Almudena Cid ha sobrevivido a cuatro generaciones de gimnastas demostrando que con 28 años se puede competir al máximo nivel

-¿Su objetivo en Pekín? 
-En primer lugar, vivir la experiencia de unos Juegos Olímpicos por cuarta vez. Luego, intentar competir bien, ser regular, trasladar a la competición lo que entreno cada día, que es lo más difícil... y meterme en la final olímpica otra vez. 

- ¿De medallas, ni hablamos? 
- Sé cuál es mi sitio en la clasificación, el que ha sido durante todo este ciclo olímpico, y dudo mucho que las cosas cambien en este torneo.

 -¿Ser finalista es un buen puesto? 
- Lo he sido en los otros tres Juegos en los que he participado. Con todas las gimnastas del Este que hay, que son todas buenísimas, cada vez que meto la cabeza en una final es para mí, y así lo celebro, como si fuese una medalla. 

- ¿Y lo puede conseguir? 
- Vamos a ir paso a paso. Mi sueño era poder estar en Pekín y ahora que lo he conseguido mi objetivo es entrar en la final. Me veo en buena forma.
 
- ¿Es duro jugárselo todo en minuto y medio escaso? 
- Son cuatro años de trabajo. Pero esto funciona así. Siempre digo que mi ejercicio no dura un minuto y medio, dura cuatro años. 

- ¿Se entrena diferente para los Juegos? 
- Sí, pero no porque trabajes más, sino porque lo haces con otra mentalidad. 

- ¿Ha acabado usted con el tópico de que la gimnasia es cosa de niñas? 
- Sólo sé que a mis 28 años sigo compitiendo al más alto nivel. Son mis cuartos Juegos y quiero demostrar que a esta edad aún se puede estar entre las diez mejores, y que la gimnasia rítmica no es sólo un juego de niñas. Yo he pasado de niña a mujer en la selección nacional. 

- ¿Qué le da y qué le quita la edad? 
- Me da madurez y experiencia; me quita flexibilidad. 

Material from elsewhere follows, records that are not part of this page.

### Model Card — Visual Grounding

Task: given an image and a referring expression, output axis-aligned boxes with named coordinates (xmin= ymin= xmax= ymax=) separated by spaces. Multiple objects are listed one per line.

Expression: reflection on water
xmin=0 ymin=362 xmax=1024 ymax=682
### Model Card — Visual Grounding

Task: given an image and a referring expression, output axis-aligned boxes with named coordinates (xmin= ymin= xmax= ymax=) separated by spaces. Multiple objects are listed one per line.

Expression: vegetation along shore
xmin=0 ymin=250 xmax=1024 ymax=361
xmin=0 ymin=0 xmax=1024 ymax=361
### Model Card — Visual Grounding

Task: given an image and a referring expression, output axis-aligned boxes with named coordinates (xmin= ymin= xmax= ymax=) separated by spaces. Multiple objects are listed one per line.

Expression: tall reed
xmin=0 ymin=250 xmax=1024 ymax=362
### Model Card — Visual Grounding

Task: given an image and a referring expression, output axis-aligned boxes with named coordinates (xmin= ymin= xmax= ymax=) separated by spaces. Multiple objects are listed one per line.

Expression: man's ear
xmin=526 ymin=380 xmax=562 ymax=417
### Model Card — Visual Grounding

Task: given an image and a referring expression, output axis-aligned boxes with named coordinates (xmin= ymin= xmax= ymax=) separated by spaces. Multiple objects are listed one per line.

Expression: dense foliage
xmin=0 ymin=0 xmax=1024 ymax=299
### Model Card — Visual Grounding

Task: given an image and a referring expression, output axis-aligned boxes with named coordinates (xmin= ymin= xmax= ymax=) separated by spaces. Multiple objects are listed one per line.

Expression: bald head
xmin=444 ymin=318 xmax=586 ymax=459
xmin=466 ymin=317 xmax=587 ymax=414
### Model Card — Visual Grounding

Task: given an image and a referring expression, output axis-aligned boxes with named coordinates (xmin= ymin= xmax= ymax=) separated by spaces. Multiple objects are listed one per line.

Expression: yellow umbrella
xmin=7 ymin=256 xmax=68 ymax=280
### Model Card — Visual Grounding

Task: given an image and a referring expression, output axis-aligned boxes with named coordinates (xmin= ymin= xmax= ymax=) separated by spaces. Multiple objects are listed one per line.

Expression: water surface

- ¿Lo suyo ha sido más una carrera de fondo? 
- Sí, porque ha habido campeonas que surgen una vez y desaparecen. La gente valora más la continuidad, los entrenamientos, soportar las lesiones... 

- Y después de Pekín, el adiós. 
- Pero obligada por mí misma. Mi cuerpo se rebela, me duele al estirar y al calentar, y tengo que trabajar más la flexibilidad. Los dolores ya siempre me acompañarán, aunque me retire. Es la factura por haber llevado mi cuerpo a límites insospechados durante muchos años. Por ejemplo, tengo los pies destrozados y mi podóloga me dice que son los de una persona de 60 años. 

- ¿Aún así, le ha valido la pena? 
- Por supuesto. He seguido hasta ahora porque aún tenía fuerzas para seguir entrenándome y mucha ilusión. 

- ¿Qué aparato le gusta más? 
- Se me da bien el de pelota, con el que me identifico mucho. En él he aportado ejercicios personales y originales. Pero para este ciclo ha desaparecido del programa olímpico. En los Juegos presento un ejercicio de mazas en el que me ha ayudado Víctor Ullate en la coreografía. 
- ¿Y el peor? 
- La cinta es el más difícil porque hay que manejar seis metros. 
- ¿Tiene problemas con el nuevo código? 
- Con el de ahora ya me he adaptado a siete distintos. Muchas otras gimnastas se han perdido por el camino y el nivel se ha endurecido de forma muy brusca, pero yo he podido adaptarme a todos ellos. 
-¿Que usted dure tantos años se debe a que no hay base en España?
 -Hay un buen nivel en primera categoría y las júniors son muy fuertes. El código actual es muy complicado, por lo que los clubes bastante hacen para las condiciones con las que entrenan a sus gimnastas.